7. In my opinion, to hold that this order is appealable would be to depart from the practice which this Court has always followed in adopting the definition of ' judgment', to which I have referred. It is impossible to say that this order deals with any question between the parties. It affects only the right of the Court to enforce its own order, and in my opinion such an order cannot be said to be a judgment within the meaning of Clause 15. The decision of the Calcutta High Court is not binding upon us, and in the absence of any reason for supposing that it has been followed in other High Courts, I think we ought not to follow it.

8. I think, therefore, the preliminary objection must be upheld and the appeal dismissed with costs. Cross-objections dismissed with costs. Costs to be set off.

Rangnekar, J.

9. I agree. This appeal is taken from an order of Mr. Justice B. J. Wadia on a notice of motion taken out by the appellants against the respondent for an order that the respondent be committed to jail for committing contempt of this Court by a breach of the undertaking he had given to the Court on April 19, 1933. The appellant alleged that the respondent had committed several breaches of the order which was then made by this Court. Mr. Justice B. J. Wadia held that the appellants had lot proved the breaches to his satisfaction, though with regard to one or two there was some suspicion, and refused to commit the respondent for contempt.

10. Mr. Chagla on behalf of the respondent has raised a preliminary objection. He says that the order made by Mr. Justice B. J. Wadia is not a judgment within the meaning of Clause 15 of the Letters Patent. Now, the exact meaning of that expression has given rise to a good deal of controversy in the various High Courts in this country, but so far as this Court is concerned, it has consistently followed a judgment of the Calcutta High Court in the case of The Justices of the Peace for Calcutta v.
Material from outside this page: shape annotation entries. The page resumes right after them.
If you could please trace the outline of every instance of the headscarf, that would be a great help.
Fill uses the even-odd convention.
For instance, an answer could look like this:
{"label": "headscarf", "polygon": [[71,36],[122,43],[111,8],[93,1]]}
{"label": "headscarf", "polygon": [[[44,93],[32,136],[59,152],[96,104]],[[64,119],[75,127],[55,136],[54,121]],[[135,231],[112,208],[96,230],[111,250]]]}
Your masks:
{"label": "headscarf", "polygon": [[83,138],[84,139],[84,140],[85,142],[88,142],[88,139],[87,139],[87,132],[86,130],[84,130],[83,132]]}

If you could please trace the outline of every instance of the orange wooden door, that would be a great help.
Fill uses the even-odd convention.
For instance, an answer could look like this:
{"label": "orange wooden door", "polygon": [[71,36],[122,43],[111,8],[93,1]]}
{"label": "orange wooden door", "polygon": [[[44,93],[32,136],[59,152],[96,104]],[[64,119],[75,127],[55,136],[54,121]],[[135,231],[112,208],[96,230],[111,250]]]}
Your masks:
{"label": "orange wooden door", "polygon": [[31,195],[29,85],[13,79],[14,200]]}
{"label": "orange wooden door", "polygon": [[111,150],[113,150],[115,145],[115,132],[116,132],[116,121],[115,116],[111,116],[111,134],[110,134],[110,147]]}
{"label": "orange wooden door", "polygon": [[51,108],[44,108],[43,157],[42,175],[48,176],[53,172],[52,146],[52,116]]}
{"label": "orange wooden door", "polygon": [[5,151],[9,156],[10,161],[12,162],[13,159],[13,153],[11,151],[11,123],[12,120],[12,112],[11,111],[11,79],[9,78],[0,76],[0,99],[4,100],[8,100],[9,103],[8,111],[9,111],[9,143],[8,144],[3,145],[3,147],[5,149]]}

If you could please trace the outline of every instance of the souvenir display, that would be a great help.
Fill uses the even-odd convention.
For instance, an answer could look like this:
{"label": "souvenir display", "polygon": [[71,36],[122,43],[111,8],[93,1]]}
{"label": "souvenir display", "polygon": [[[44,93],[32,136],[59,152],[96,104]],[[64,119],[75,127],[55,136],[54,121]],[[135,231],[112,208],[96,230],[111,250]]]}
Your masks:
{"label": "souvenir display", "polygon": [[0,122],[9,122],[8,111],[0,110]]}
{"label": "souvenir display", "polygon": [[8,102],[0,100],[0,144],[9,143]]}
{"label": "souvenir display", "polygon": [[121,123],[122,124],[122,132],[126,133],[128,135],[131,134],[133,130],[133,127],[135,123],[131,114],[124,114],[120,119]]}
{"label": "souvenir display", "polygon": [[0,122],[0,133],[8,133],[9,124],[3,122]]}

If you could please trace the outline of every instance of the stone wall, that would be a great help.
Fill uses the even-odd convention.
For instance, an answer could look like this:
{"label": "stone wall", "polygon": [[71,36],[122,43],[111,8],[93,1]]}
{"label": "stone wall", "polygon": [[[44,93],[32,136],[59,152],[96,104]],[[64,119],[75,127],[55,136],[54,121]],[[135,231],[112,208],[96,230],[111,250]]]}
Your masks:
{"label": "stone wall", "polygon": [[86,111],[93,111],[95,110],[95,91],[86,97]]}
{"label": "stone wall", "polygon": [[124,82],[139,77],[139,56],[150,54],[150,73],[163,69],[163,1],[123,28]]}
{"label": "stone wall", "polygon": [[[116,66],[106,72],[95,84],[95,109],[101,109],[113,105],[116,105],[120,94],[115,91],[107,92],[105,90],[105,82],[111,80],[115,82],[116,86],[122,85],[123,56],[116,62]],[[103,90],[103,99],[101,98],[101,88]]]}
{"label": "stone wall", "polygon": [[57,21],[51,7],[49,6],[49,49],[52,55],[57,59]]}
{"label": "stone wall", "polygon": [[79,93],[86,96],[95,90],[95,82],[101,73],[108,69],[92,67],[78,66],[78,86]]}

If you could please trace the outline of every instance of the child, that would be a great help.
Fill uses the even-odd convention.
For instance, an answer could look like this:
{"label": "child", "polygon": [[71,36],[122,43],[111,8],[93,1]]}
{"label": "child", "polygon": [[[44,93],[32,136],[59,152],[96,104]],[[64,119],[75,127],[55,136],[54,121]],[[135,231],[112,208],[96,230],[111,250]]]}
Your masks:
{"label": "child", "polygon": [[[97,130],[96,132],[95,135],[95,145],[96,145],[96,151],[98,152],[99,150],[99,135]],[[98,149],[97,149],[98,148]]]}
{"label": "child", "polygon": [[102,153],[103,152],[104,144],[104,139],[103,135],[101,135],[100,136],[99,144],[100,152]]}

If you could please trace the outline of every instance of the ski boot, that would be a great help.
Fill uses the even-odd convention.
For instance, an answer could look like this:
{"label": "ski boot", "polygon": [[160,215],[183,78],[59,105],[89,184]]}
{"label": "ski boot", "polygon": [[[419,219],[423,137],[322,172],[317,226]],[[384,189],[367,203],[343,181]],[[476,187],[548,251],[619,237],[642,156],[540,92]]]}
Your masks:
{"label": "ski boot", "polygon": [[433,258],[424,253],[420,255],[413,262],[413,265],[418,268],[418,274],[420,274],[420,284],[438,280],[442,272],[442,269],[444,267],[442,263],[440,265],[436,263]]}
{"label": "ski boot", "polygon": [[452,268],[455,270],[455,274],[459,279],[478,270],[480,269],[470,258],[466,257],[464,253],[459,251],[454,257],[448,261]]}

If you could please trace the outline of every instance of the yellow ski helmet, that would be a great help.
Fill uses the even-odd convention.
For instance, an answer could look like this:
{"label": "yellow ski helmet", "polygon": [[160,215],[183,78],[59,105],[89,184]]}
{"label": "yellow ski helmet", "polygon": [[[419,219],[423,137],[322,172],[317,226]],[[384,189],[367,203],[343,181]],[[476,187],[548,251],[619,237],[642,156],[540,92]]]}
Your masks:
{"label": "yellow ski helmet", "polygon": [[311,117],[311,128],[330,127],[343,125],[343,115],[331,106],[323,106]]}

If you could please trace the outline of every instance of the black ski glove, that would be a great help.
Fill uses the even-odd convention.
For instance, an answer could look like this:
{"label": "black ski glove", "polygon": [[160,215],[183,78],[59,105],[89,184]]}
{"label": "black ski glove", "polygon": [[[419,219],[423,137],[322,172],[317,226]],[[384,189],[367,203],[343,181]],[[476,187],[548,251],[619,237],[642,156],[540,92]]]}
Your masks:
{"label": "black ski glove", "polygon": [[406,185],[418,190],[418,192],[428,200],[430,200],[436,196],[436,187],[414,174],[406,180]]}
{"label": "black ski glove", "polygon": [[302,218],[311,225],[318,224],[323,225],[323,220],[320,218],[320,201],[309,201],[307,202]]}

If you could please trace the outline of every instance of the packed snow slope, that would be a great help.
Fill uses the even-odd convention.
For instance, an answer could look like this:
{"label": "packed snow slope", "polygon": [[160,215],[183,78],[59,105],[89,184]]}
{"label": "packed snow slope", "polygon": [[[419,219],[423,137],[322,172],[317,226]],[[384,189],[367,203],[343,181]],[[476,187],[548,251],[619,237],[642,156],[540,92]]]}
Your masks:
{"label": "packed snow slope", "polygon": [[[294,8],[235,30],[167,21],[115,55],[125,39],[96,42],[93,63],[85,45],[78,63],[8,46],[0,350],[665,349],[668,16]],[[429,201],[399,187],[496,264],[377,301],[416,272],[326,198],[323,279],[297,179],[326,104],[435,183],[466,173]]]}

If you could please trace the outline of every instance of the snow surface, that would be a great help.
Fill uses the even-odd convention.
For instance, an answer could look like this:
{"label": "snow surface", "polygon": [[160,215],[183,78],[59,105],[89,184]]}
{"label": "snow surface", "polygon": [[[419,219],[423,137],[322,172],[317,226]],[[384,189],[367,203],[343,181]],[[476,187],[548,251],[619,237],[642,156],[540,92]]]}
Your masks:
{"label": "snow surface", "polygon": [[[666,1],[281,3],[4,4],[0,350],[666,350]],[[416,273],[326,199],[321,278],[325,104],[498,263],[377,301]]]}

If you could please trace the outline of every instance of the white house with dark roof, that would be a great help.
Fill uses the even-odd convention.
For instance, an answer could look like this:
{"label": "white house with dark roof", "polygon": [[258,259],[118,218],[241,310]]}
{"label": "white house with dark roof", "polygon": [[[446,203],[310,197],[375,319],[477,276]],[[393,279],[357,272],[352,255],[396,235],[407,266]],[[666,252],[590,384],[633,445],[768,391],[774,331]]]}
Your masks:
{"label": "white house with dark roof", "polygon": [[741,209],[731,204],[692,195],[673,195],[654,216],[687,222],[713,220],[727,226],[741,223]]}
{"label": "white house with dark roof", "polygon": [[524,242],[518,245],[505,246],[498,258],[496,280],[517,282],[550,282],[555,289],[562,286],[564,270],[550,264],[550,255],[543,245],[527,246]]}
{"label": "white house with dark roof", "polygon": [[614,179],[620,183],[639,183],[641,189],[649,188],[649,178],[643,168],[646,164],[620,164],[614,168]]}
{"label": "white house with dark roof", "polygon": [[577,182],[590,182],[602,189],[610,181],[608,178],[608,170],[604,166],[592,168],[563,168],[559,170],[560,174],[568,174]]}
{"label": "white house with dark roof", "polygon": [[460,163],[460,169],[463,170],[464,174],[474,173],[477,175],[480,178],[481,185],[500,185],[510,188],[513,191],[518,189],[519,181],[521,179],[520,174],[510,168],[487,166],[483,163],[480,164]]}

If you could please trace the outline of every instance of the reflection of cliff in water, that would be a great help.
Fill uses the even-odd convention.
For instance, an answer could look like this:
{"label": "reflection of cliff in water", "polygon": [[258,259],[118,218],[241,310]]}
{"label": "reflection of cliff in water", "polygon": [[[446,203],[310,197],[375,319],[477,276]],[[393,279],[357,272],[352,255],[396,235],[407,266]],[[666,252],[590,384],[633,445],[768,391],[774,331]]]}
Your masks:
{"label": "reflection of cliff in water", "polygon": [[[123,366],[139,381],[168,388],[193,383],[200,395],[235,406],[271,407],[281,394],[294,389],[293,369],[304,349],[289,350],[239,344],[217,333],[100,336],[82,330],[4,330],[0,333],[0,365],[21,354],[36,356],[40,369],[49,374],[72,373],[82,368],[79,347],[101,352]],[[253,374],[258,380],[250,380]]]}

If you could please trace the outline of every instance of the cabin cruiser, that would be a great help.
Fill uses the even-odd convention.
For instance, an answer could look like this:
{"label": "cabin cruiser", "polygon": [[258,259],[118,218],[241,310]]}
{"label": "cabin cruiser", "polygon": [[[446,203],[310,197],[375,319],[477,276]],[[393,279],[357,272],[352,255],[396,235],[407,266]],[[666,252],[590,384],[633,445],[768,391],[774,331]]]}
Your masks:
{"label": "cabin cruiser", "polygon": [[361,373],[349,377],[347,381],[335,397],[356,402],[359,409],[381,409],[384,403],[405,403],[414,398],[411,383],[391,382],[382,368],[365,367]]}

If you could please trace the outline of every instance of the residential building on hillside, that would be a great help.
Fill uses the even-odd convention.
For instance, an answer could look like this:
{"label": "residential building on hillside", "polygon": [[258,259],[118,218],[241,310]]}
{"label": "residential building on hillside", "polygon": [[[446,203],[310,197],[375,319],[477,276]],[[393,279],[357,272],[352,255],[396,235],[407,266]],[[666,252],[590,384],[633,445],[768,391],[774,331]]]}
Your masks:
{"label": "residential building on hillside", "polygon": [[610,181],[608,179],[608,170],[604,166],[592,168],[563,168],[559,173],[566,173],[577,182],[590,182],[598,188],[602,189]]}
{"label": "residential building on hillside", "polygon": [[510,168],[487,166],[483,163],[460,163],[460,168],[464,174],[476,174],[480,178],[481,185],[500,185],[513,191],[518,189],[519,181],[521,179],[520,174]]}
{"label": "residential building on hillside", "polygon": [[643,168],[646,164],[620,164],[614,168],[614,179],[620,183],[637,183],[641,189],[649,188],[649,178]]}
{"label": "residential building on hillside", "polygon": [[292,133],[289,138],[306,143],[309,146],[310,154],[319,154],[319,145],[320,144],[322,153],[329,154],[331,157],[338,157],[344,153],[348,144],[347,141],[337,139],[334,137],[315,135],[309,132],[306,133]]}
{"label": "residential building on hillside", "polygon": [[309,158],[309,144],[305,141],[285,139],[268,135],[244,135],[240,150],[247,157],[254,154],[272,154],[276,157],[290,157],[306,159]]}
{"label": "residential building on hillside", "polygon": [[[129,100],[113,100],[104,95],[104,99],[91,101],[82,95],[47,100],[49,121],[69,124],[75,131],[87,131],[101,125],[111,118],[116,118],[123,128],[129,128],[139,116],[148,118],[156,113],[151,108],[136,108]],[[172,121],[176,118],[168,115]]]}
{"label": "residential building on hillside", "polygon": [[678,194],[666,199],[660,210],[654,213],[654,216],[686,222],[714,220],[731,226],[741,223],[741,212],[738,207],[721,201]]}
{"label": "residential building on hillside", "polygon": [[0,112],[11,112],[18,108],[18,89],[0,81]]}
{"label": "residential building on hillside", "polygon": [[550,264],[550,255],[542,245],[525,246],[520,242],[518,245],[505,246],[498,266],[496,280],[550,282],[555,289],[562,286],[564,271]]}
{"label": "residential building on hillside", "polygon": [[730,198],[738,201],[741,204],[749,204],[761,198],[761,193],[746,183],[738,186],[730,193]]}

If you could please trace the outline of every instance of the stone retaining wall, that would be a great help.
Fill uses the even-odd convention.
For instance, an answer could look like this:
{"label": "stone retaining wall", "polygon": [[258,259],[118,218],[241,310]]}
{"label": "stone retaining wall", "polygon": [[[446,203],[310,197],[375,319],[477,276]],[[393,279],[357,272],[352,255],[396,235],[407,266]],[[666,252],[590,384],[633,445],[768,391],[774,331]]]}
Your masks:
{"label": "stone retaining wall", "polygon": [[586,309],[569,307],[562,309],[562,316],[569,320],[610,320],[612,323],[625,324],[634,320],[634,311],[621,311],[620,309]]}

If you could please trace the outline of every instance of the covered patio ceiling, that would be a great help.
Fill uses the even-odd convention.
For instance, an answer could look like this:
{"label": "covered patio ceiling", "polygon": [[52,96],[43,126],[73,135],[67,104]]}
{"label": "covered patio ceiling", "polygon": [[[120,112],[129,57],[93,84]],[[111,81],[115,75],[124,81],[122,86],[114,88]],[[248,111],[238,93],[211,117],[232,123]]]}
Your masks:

The Oriental Gas Company (1872) 8 Beng. L.R. 433 : 17 W. R. 364. In that case Couch C. J. said (p. 452) :-

We think that ' judgment' in Clause 15 means a decision which affects the merits of the question between the parties by determining some right or liability.

Does the order appealed from decide any question between the parties and determine any right or liability On the notice of motion there was, in my opinion, no question between the parties. Proceedings for contempt are matters entirely between the Court and the person alleged to have been guilty of contempt. No party has any statutory right to say that he is entitled as a matter of course to an order for committal because his opponent s guilty of contempt. All that he can do is to come to the Court and complain that the authority of the Court has been flouted, and if the Court thinks that it was so, then the Court in its discretion takes action to vindicate its authority. It is, therefore, difficult to see how an application for contempt raises any question between the parties, so that any order made on such an application by which the Court in its discretion refuses to take any action against the party alleged to be in the wrong can be said to raise any question between the parties.

11. Sir Jamshed Kanga, however, relies upon the case of Mohendra Lall Mitter v. Anundo Coomar Mitter I.L.R. (1897) Cal. 236, where three Judges of the Calcutta High Court were of the opinion that an order like the one we have in this appeal was appealable. No reasons, however, seem to have been given for this opinion, and with all respect to the learned Judges I am unable to agree that an order refusing to commit the party alleged to have committed a breach of the order of the Court is a judgment within the meaning of Clause 15 of the Letters Patent.

12. In these circumstances, I think the preliminary objection must be upheld, and the appeal must be dismissed with costs.